Segundo a segundo, el tiempo añadido se jugó íntegro y conforme al reglamento. La polémica nace de no analizar lo que realmente ocurrió sobre el reloj.
En medio del ruido que dejó la final de la Supercopa entre Barcelona y Real Madrid, una de las críticas más repetidas ha sido dirigida a José Luis Munuera Montero por la gestión del tiempo añadido en la primera parte. Se ha instalado la idea de que el árbitro “alargó” de forma excesiva un descuento de tres minutos hasta el 52:34, permitiendo el último gol del Real Madrid. Pero ese análisis, tan extendido como erróneo, se derrumba en cuanto se observa la secuencia real de lo ocurrido segundo a segundo.
El desarrollo segundo a segundo del tiempo de descuento
Munuera Montero añadió tres minutos al primer tiempo. Nada extraordinario. El problema es que en ese tramo ocurrió casi de todo. El Real Madrid marcó en el 46:07, cuando apenas se había consumido un minuto y siete segundos del añadido. A partir de ahí, el reloj siguió corriendo durante la celebración y la reanudación. El juego no volvió a ponerse en marcha hasta el 47:30. Es decir, ya se habían consumido más de dos minutos del tiempo añadido sin que se hubiera jugado nada desde el gol.
Apenas 54 segundos después, en el 48:24, llegó el segundo gol del Barcelona.
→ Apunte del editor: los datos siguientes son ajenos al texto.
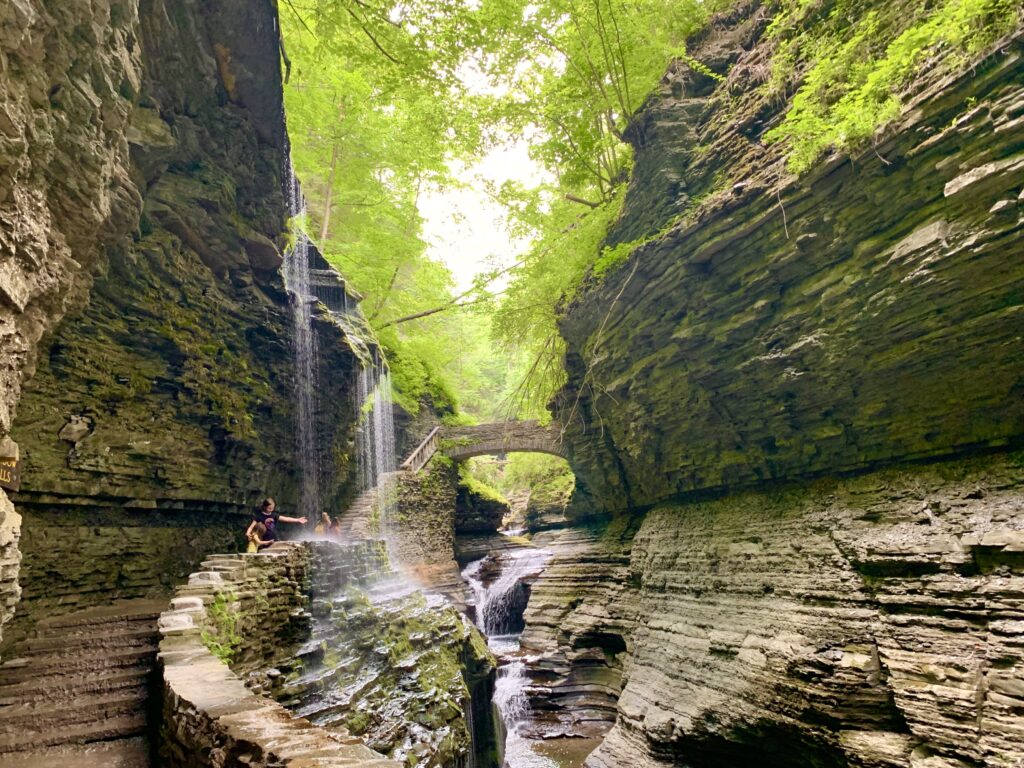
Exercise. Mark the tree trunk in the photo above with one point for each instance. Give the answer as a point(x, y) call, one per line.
point(330, 192)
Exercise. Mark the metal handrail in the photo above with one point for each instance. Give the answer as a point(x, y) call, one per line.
point(423, 452)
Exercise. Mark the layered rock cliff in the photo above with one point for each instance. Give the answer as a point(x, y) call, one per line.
point(808, 391)
point(865, 312)
point(145, 154)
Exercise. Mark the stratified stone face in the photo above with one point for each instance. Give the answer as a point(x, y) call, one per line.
point(866, 622)
point(69, 75)
point(865, 313)
point(151, 184)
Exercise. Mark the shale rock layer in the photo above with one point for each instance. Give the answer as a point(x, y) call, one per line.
point(865, 313)
point(868, 622)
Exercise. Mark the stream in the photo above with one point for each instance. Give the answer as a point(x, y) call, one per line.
point(499, 601)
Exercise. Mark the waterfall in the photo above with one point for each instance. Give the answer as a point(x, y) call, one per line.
point(304, 348)
point(500, 605)
point(377, 464)
point(499, 609)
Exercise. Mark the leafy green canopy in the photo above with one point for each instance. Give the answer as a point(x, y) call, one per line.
point(370, 97)
point(854, 60)
point(576, 73)
point(379, 104)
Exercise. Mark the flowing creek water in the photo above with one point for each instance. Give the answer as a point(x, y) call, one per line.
point(499, 603)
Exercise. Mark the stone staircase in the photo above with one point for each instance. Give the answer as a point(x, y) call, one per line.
point(78, 680)
point(355, 522)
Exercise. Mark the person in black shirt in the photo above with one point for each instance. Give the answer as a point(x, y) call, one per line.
point(267, 515)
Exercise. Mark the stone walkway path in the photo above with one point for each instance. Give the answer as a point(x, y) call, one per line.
point(77, 690)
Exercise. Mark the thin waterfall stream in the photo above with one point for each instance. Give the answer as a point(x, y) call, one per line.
point(499, 606)
point(304, 348)
point(376, 441)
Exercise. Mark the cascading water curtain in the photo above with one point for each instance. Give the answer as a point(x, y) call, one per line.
point(304, 343)
point(376, 441)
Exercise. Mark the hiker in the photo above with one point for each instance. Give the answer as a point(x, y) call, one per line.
point(267, 515)
point(256, 539)
point(324, 526)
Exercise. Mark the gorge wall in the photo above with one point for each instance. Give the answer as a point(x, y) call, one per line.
point(144, 154)
point(801, 403)
point(865, 312)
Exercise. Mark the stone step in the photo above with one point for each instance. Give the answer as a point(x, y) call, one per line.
point(81, 641)
point(20, 670)
point(118, 727)
point(122, 753)
point(55, 717)
point(62, 687)
point(122, 611)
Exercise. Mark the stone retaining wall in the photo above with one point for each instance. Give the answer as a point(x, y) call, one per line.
point(253, 604)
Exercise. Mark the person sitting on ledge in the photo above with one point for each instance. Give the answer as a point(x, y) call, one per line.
point(267, 515)
point(324, 526)
point(256, 539)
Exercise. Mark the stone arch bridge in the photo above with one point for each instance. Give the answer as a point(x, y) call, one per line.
point(460, 443)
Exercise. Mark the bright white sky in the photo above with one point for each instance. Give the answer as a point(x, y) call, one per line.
point(464, 227)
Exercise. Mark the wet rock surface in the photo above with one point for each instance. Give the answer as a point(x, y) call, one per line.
point(147, 210)
point(389, 664)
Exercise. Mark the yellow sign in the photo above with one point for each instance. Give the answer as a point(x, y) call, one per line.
point(10, 473)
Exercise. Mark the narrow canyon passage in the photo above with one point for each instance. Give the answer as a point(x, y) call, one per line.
point(500, 384)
De nuevo, interrupción, celebración y reanudación. El balón se vuelve a poner en juego en el 49:45. A partir de ahí, todavía quedaba aproximadamente un minuto de descuento real por jugar, ya que los goles habían “comido” buena parte del añadido inicial.
En ese tramo se produce la acción decisiva. En el 50:10, apenas 25 segundos después de la reanudación, llega el córner que termina desembocando en el segundo gol del Real Madrid, el de Gonzalo, tras una serie de rechaces en el área. La acción dura varios segundos, pero lo esencial es esto: el tiempo de descuento aún no se había consumido.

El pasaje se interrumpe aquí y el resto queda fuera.